With the availability of atomic scale structures of ribosomes, the next critical task is to link ribosome structure with biological function. At the biological level, we have been exploring how ribosomes recognize termination codons and maintain translational reading frame using translational recoding signals of viral origin. Viral recoding is important for virus propagation, and their mRNA-based recoding signals have proved to be of great utility in elucidating the molecular mechanisms underlying these essential tasks. These studies have been based on the yeast Saccharomyces cerevisiae model eukaryotic organism because it provides researchers with the most advanced, diverse, and robust toolbox available. Further, we have built upon this foundation to develop a robust and synergistic combination of molecular genetic, biochemical, structural, and molecular modeling tools. This has enabled us to show that both the biophysical interactions between ribosomal proteins, rRNAs and tRNAs, and the biochemical properties of ribosome-associated enzymatic activities are important for proper reading frame maintenance and stop codon recognition. On a broader scale, our work is defining the allosteric communication pathways that connect and coordinate different functional centers of the ribosome with one another. The broad goal of this proposal is to further define how ribosome structure influences function.
Aim 1 will determine the effects of targeted mutations on yeast ribosome structure and function. Specifically, reverse genetics approaches will be applied to define the functions of specific ribosomal proteins and ribosomal RNAs. These studies include expansion to examine the effects of two ribosome-associated mutations in mammalian systems.
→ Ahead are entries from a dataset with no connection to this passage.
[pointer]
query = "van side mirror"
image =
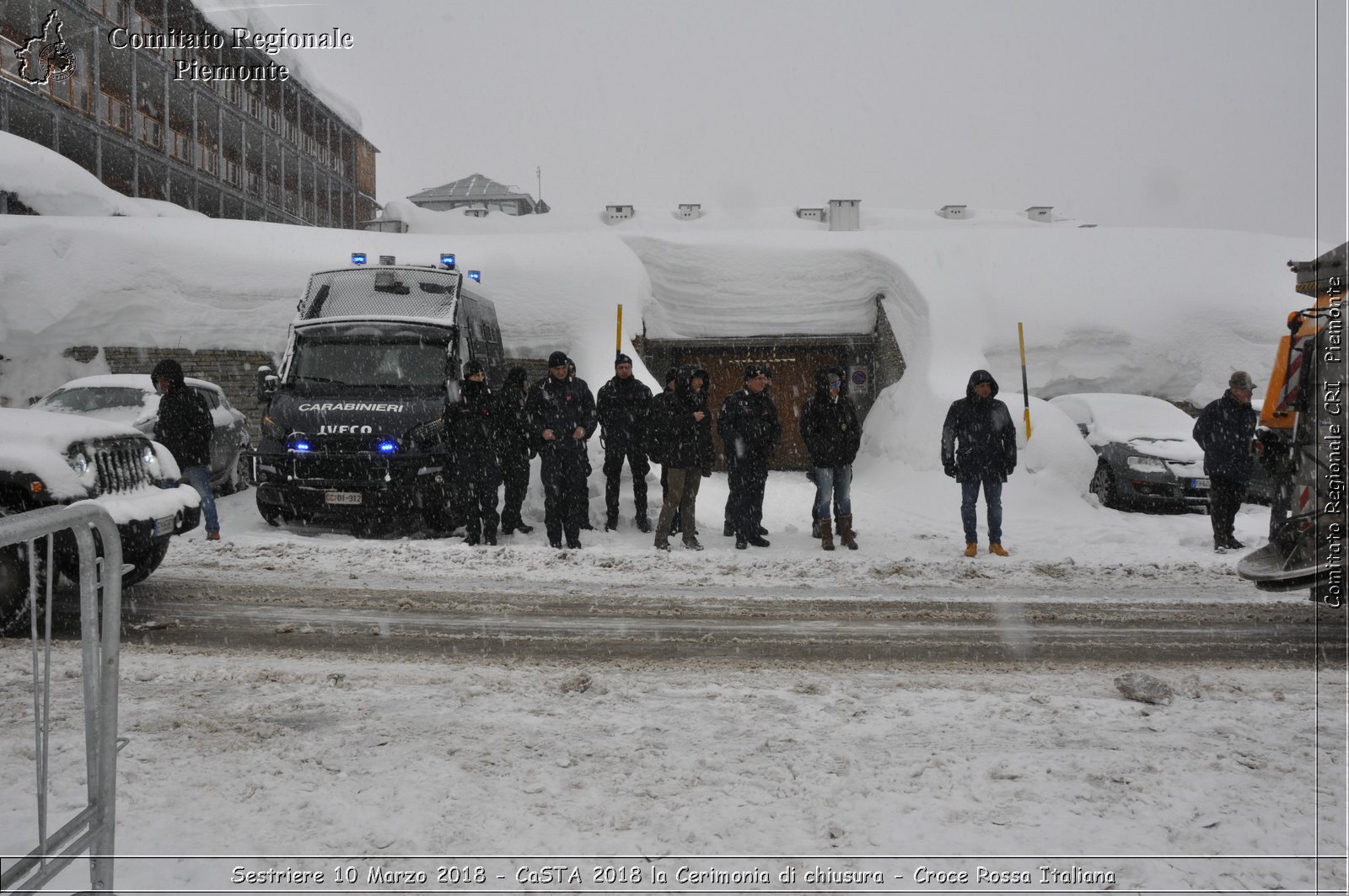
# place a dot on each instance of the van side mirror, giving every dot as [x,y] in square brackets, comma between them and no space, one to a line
[267,382]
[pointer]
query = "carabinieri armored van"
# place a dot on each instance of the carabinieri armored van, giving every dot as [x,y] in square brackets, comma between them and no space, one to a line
[352,422]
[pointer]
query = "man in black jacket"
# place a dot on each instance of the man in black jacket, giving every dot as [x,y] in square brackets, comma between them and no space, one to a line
[750,433]
[514,448]
[680,431]
[562,412]
[978,449]
[622,405]
[1224,431]
[184,427]
[471,429]
[833,436]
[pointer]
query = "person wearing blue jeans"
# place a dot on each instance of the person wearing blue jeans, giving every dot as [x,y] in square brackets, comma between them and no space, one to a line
[978,449]
[184,427]
[833,435]
[200,480]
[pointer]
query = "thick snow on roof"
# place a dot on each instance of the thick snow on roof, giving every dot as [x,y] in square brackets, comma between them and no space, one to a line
[51,184]
[1166,312]
[246,13]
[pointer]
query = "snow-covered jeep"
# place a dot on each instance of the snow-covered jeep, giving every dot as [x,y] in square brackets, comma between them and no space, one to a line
[58,459]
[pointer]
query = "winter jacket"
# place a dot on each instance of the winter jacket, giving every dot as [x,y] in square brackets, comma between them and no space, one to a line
[829,426]
[622,406]
[676,439]
[184,426]
[978,437]
[1224,431]
[749,426]
[471,429]
[560,405]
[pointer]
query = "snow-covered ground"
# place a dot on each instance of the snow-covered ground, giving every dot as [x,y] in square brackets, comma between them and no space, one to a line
[238,754]
[310,763]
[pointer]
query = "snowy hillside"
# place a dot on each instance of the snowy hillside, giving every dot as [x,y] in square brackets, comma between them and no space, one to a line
[1167,312]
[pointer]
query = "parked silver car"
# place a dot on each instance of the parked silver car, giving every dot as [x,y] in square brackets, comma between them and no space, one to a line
[1147,456]
[132,400]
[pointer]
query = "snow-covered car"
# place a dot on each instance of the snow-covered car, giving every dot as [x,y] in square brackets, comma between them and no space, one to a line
[61,459]
[132,400]
[1146,453]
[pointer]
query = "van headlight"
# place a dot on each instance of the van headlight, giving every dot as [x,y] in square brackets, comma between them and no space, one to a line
[271,429]
[1143,463]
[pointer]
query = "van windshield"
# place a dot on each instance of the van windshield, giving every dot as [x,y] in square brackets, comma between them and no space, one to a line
[375,359]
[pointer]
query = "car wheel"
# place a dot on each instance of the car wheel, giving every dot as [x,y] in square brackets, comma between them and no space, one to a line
[1105,487]
[271,513]
[145,561]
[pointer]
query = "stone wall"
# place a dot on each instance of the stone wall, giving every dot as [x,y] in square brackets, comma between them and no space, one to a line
[234,370]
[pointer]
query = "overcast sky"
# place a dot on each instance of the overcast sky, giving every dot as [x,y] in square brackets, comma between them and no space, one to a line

The second aim will characterize the interactions between ribosomes the Cricket Paralysis Virus Internal Ribosome Entry Signal (CRPV IRES), and the HIV-1 programmed -1 ribosomal frameshift signal. The proposed collaborations represent logical expansions of our work into new and exciting areas. We also anticipate that during the course of the proposed studies, breakthroughs will continue to be made in the area of ribosome structure, and that new discoveries relevant to ribosomes and disease will be unveiled. The proposed program will position us to quickly capitalize on these, providing a strong foundation for new and unanticipated discovery opportunities. In the end, this work will make significant contributions to the scientific and clinical communities by both deepening our understanding of the relationship between ribosome structure and function, while broadening our view of translational fidelity and disease. PROJECT NARRATIVE Proliferating cells, be they embryonic cells busily creating new persons, T-cells fighting off infection, or cancer cells overwhelming the patient, absolutely require large numbers of highly accurate ribosomes to meet their needs for synthesis of new proteins. Ribosomes, the central component of this process, are complex biological nanomachines composed of many protein and RNA molecules, and the overall goal of the proposed research is to begin to understand how the atomic scale structure of the ribosome ultimately determines its function. A deeper understanding of the relationship between ribosome structure and function will aid the rational design of new classes of drugs designed to target a diverse array of clinical applications including antiviral and antibacterial agents, as well as drugs targeting a diverse array of cancers, developmental disorders, and other critical diseases afflicting society.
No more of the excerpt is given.